Jako ciekawostkę dodam, że w historii tej konkurencji możemy pochwalić się kilkoma medalami. Największym sukcesem było zwycięstwo
Bartosza Nowickiego w 2004 roku z wynikiem 3:45.01 (Tampere, Finlandia). Poza tym w 2001roku w Grosseto
Tomasz Babiszkiewicz zdobył srebro z wynikiem 3:48.66. Natomiast dwa lata temu w Kownie medal brązowy przypadł
Adrianowi Danilewiczowi - 3:47.22. Mamy nadzieję na podtrzymanie tej dobrej passy w sobotę.
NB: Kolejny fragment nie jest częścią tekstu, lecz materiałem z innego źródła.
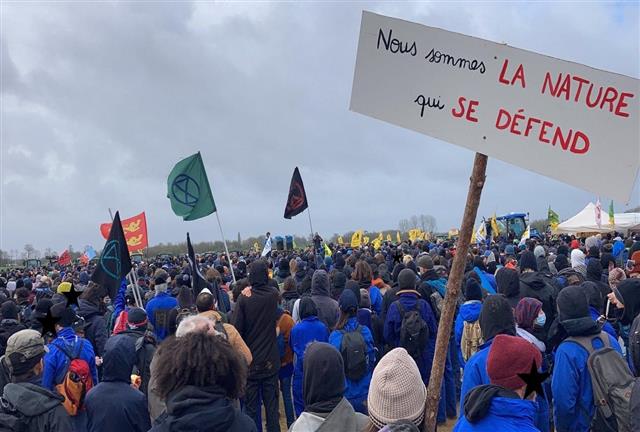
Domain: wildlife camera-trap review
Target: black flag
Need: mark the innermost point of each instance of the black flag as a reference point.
(115, 262)
(297, 200)
(198, 282)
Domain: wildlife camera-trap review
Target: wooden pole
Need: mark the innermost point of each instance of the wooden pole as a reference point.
(453, 289)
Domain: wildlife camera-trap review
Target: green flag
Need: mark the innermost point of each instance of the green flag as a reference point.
(554, 219)
(188, 189)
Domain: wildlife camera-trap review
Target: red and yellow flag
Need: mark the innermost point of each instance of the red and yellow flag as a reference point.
(135, 232)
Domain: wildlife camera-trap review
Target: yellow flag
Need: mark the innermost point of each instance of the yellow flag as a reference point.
(356, 239)
(495, 230)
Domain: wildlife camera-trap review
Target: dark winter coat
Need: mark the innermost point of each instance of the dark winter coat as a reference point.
(328, 310)
(42, 409)
(256, 318)
(95, 329)
(202, 409)
(113, 405)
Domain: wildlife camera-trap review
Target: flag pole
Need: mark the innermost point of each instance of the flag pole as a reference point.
(233, 275)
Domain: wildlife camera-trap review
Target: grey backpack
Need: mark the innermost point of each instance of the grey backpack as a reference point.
(612, 384)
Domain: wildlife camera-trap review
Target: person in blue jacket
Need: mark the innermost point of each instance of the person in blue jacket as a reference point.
(503, 405)
(469, 312)
(309, 329)
(410, 299)
(496, 317)
(356, 391)
(571, 383)
(159, 306)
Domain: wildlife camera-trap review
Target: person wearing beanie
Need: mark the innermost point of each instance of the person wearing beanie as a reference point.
(409, 300)
(468, 315)
(508, 282)
(138, 330)
(326, 407)
(9, 323)
(501, 405)
(328, 310)
(114, 405)
(255, 318)
(496, 317)
(571, 382)
(309, 329)
(68, 344)
(397, 391)
(24, 400)
(358, 379)
(160, 306)
(536, 285)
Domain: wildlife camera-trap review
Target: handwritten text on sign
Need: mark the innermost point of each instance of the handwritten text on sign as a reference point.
(561, 119)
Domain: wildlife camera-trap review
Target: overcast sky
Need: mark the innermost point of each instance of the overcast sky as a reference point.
(100, 100)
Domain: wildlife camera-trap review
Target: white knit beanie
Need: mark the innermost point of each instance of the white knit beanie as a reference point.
(396, 391)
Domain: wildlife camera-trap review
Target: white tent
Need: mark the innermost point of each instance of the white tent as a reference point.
(585, 222)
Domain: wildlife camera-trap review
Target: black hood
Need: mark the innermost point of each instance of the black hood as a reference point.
(508, 282)
(323, 382)
(119, 358)
(594, 270)
(534, 280)
(496, 317)
(258, 274)
(478, 401)
(307, 308)
(198, 409)
(629, 289)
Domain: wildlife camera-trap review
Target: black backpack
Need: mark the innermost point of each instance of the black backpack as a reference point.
(414, 332)
(354, 354)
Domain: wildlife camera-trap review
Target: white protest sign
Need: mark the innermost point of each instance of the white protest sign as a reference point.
(568, 121)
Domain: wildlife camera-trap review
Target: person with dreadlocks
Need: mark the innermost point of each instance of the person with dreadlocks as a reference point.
(199, 374)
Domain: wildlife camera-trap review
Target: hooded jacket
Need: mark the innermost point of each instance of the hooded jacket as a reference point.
(113, 405)
(7, 328)
(324, 386)
(309, 329)
(535, 285)
(42, 409)
(328, 309)
(490, 408)
(207, 409)
(256, 318)
(356, 390)
(469, 312)
(508, 283)
(571, 383)
(95, 330)
(393, 322)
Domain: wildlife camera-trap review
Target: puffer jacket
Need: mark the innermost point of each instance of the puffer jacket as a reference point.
(490, 408)
(41, 409)
(356, 390)
(328, 310)
(95, 330)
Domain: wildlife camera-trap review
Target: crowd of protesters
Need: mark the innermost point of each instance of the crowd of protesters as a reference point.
(546, 337)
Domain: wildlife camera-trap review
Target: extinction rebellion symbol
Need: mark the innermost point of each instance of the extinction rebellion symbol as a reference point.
(185, 190)
(110, 259)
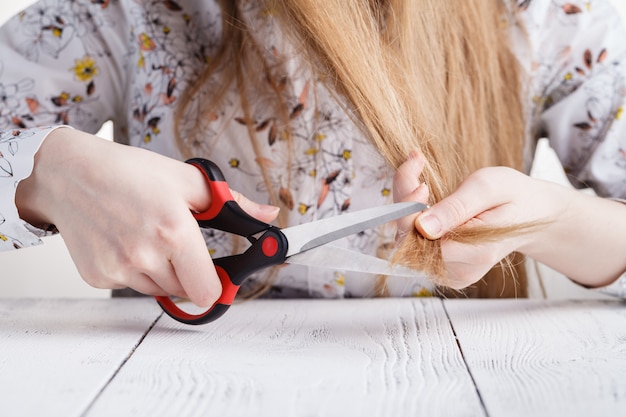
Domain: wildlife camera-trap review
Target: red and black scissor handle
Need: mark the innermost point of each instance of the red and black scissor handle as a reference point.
(225, 214)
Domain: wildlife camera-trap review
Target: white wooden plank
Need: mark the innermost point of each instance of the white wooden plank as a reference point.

Bez Polaków odbył się finał biegu na 10000m mężczyzn. Na poprzednich Mistrzostwach Europy byliśmy reprezentowani przez 3 biegaczy (
Wojciech Kopeć 5 m-ce,
Arkadiusz Gardzielewski 8 m-ce,
Łukasz Skoczyński 12 m-ce), w tym roku żaden z polskich juniorów nie uporał się z minimum 30:30.0, a nawet nie odnotowano próby uzyskania takiego wyniku.
Tegorocznym Mistrzem Europy Juniorów na tym dystansie został Ukrainiec
Dmytro Lashyn, który uzyskał wynik 29:51.58, drugi był Niemiec o swojsko brzmiącym nazwisku
Markowski Matti (30:10.75), zaś trzeci Rosjanin
Roman Pozdyaykin (30:13.70), który przez większość dystansu nadawał tempo. Bieg ukończyło 16 spośród 17 startujących zawodników.
Jutro między innymi odbędzie się finał na 3000m pprz. mężczyzn, w którym wystartuje tylko 11 zawodników (wśród nich
Krystian Zalewski), finał biegu na 5000m kobiet oraz eliminacje na 800m kobiet i mężczyzn.